Immunomonitoring Laboratory (IML)
Natural and therapeutically induced immune responses to cancer can prevent and/or facilitate cancer development/outgrowth. New cancer immunotherapies have shown remarkable capacities to induce durable responses in patients with advanced forms of cancer (such as stage IV melanoma) that are generally resistant to any other types of cancer therapy. These findings have significantly changed the thinking about cancer treatment and about using the immune system as an important and effective weapon against cancer.
A centralized immune monitoring facility was launched in 2014 to facilitate translation of basic immune system research findings into the cancer immunotherapy arena, to support ongoing and new clinical cancer immunotherapy trials and to develop novel mechanistic insights into human immune system-cancer interactions. IML provides the means to monitor developing immune responses to new therapies in animal models of cancer treatment; to elucidate novel treatment strategies; or develop unique processes to evaluate treatment outcomes in translational studies. This shared resource provides the infrastructure and expertise to advance cancer immunotherapy outcomes.

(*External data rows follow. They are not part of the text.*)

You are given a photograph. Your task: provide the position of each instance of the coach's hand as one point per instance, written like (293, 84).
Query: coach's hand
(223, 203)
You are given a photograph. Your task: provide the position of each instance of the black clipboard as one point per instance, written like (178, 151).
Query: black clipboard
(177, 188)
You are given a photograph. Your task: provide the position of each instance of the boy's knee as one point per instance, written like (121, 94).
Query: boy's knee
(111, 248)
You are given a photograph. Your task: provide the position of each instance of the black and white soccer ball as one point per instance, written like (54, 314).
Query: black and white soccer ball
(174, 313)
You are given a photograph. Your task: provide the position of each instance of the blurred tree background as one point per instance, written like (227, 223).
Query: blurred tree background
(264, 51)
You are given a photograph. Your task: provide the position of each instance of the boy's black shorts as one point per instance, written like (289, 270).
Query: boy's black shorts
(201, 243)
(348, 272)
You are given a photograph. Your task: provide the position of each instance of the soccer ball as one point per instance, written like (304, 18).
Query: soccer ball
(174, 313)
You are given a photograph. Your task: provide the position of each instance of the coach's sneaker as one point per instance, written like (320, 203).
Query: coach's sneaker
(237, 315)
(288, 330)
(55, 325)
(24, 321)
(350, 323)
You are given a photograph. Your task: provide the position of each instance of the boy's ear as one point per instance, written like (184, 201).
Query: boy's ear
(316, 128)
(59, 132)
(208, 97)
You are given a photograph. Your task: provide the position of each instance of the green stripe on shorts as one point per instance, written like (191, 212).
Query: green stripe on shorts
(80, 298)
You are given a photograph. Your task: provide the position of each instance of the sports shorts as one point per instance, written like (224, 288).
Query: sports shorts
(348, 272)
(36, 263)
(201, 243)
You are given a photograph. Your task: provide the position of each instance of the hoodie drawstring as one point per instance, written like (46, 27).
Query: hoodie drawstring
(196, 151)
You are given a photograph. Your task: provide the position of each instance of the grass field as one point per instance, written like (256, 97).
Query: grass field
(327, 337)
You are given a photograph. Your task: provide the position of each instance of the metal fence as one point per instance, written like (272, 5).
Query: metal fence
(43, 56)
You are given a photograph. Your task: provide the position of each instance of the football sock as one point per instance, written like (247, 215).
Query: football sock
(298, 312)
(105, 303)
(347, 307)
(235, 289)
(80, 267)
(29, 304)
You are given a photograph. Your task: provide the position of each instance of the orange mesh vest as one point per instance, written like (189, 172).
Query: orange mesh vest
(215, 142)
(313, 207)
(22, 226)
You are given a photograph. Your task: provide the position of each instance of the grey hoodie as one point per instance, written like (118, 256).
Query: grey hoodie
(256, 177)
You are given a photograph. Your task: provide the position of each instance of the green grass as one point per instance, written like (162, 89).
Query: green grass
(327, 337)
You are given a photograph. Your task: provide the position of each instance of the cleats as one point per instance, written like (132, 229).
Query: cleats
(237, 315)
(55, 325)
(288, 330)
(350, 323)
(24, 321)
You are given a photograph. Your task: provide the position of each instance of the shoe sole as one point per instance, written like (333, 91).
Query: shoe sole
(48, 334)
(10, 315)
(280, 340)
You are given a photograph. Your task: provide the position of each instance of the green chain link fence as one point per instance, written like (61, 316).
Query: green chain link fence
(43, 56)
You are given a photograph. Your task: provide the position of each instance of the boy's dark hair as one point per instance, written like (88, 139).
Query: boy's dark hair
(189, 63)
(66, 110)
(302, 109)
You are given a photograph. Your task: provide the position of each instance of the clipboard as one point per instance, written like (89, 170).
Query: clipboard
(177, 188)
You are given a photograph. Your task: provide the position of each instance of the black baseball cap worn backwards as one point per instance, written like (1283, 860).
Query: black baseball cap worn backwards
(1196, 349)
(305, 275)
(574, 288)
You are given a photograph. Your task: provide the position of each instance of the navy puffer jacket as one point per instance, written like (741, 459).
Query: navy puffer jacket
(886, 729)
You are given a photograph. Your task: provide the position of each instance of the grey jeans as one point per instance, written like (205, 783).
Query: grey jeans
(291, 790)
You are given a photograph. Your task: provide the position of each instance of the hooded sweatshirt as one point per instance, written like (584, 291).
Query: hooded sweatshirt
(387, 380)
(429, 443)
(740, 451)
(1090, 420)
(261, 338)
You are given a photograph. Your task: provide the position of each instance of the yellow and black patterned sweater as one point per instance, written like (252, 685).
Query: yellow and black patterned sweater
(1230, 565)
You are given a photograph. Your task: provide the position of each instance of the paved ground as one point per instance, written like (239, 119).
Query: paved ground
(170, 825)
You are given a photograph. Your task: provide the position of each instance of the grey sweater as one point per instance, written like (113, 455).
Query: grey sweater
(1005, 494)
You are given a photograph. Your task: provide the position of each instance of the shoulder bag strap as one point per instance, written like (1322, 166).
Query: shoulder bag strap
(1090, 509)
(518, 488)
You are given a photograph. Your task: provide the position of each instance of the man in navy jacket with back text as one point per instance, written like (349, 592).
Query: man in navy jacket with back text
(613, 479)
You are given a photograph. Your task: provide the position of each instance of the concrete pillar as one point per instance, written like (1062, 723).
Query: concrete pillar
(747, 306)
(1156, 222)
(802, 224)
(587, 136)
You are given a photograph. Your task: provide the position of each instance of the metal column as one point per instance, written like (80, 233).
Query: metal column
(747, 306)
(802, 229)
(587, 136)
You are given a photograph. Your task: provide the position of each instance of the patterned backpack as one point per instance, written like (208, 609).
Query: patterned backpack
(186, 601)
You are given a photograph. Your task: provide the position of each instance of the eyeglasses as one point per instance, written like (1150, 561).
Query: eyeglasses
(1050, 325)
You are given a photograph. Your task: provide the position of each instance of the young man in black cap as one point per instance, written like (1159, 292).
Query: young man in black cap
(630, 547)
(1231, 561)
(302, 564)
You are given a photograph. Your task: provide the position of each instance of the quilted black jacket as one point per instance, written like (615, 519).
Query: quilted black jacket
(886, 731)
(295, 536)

- Produce custom human and murine MHC I tetramers
- Conjugate and validate mAbs and tetramers with metal-containing polymer tags or fluorophores
- Provide comprehensive immune monitoring including cytokine and biomarker quantitation, lymphocyte functional assays and serum antibody analysis (ELISA, ELISPOT and multiplex MSD quantitation)

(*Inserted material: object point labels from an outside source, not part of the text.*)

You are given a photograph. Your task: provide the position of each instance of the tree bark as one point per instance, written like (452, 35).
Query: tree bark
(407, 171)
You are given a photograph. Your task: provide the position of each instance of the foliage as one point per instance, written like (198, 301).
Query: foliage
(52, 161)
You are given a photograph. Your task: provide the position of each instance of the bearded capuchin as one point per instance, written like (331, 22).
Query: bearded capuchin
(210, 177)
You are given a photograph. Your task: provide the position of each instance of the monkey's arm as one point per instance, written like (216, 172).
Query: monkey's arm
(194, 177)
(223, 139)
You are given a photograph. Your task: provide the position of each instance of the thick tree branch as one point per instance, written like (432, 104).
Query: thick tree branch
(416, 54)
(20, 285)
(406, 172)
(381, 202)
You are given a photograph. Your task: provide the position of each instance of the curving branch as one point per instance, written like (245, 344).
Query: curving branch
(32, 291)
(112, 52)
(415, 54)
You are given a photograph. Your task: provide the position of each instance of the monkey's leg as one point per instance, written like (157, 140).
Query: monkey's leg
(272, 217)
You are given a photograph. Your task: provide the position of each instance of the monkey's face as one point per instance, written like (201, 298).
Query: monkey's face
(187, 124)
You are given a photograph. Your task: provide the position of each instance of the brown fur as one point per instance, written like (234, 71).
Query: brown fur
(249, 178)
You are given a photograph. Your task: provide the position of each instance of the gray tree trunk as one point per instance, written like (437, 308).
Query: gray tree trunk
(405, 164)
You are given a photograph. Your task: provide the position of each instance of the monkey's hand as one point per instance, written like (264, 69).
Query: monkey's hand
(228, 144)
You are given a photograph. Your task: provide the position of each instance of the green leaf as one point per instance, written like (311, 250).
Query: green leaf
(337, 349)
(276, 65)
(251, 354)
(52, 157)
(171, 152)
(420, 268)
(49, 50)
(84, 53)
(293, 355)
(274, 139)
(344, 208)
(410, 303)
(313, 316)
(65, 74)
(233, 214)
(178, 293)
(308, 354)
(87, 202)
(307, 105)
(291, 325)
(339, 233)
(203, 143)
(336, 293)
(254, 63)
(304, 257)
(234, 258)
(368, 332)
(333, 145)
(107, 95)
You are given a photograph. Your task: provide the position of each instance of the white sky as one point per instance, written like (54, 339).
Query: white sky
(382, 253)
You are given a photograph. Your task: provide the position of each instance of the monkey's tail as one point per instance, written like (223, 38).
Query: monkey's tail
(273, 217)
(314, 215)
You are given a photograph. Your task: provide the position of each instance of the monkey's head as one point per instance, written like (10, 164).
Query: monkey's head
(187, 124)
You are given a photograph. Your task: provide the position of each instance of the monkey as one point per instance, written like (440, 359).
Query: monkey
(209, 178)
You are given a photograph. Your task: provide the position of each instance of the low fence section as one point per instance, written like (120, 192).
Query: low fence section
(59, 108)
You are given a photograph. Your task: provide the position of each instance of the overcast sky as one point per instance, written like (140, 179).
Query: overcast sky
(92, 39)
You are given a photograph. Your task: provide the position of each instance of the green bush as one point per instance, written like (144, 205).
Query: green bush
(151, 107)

- Promote identification of new biomarkers for translational research
- Develop barcoding panels for immunophenotype analysis of patient samples using time-of-flight mass cytometry (CyTOF analysis)

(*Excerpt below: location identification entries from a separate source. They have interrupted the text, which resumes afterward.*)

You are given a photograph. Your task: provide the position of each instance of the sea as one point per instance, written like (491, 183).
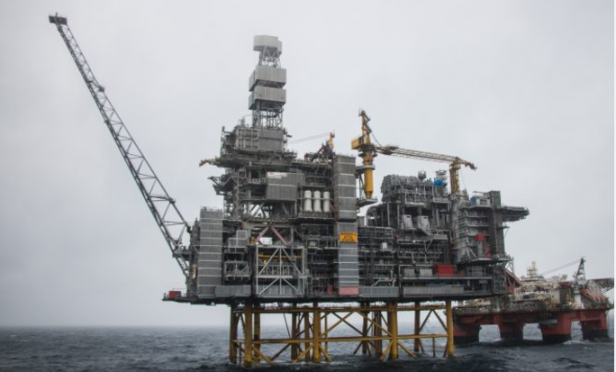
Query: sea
(206, 349)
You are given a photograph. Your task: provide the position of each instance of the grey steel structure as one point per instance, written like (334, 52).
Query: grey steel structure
(290, 231)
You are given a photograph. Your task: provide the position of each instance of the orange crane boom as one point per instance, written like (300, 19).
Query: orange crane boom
(367, 151)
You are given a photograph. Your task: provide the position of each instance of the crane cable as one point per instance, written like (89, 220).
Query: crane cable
(560, 267)
(310, 138)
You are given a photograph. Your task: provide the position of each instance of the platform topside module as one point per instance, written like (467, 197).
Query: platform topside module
(290, 229)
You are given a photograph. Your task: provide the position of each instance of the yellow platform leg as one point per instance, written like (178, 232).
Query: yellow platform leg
(450, 347)
(248, 335)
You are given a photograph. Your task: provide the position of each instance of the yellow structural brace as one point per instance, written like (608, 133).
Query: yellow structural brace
(311, 329)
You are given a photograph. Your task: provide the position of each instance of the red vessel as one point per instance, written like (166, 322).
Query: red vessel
(552, 303)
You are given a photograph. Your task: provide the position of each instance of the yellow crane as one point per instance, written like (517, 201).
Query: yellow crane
(367, 151)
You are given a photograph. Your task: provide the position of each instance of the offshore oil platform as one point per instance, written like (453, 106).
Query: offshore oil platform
(551, 303)
(290, 239)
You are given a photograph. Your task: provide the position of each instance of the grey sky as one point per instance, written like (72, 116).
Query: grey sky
(525, 89)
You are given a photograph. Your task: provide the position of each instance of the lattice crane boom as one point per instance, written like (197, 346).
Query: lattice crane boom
(166, 214)
(454, 162)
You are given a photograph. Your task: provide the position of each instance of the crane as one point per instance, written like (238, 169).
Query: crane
(170, 221)
(367, 151)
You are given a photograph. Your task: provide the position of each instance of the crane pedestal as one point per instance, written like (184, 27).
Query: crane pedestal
(374, 328)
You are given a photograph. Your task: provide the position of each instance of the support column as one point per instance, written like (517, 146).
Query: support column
(233, 335)
(325, 328)
(559, 332)
(376, 331)
(294, 333)
(257, 334)
(364, 329)
(464, 334)
(316, 333)
(595, 329)
(248, 335)
(307, 333)
(450, 351)
(417, 346)
(392, 327)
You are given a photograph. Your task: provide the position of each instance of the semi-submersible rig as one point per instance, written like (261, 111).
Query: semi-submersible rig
(289, 239)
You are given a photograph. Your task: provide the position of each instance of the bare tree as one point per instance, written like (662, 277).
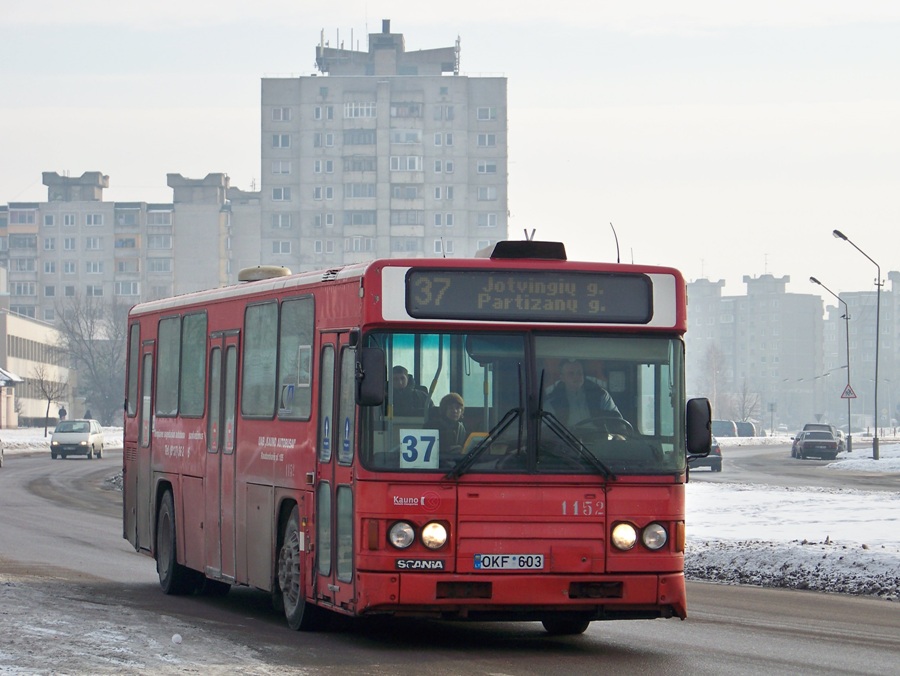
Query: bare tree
(51, 390)
(92, 335)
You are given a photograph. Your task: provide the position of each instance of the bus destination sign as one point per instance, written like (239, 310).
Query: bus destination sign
(530, 295)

- Identify unique cellular components/subsets and map interrelated signaling networks
- Track distinct cellular populations in samples following identification by barcoding
LOCATION: 7th floor of the BJC Institute of Health, Washington University School of Medicine
PRICING: Please contact the core for current pricing of services offered.
TO ACCESS: Contact Tina Marti 747-7584
NIH PUBLIC ACCESS POLICY: As of April 7, 2008, the NIH requires investigators with a publication using Siteman (or other NIH-funded) shared resources to submit (or have submitted for them) their final, peer reviewed manuscripts to PubMed Central(PMC) upon acceptance of publication, to be made publicly available within 12 months of publication. Many journals automatically submit these for authors, but Washington University also has assistance available through the Becker Medical Library. Please see http://publicaccess.nih.gov/FAQ.htm#b7 or http://becker.wustl.edu/classes-consulting/specialized-expertise/nih-public-access-policy for more information.
PUBLICATION ACKNOWLEDGEMENT: If research supported by the Immunomonitoring Laboratory results in publication, please acknowledge this support by including the following in your publication(s):
We thank the Alvin J. Siteman Cancer Center at Washington University School of Medicine and Barnes-Jewish Hospital in St. Louis, MO., for the use of the Immunomonitoring Laboratory, which provided __________ service. The Siteman Cancer Center is supported in part by an NCI Cancer Center Support Grant #P30 CA091842.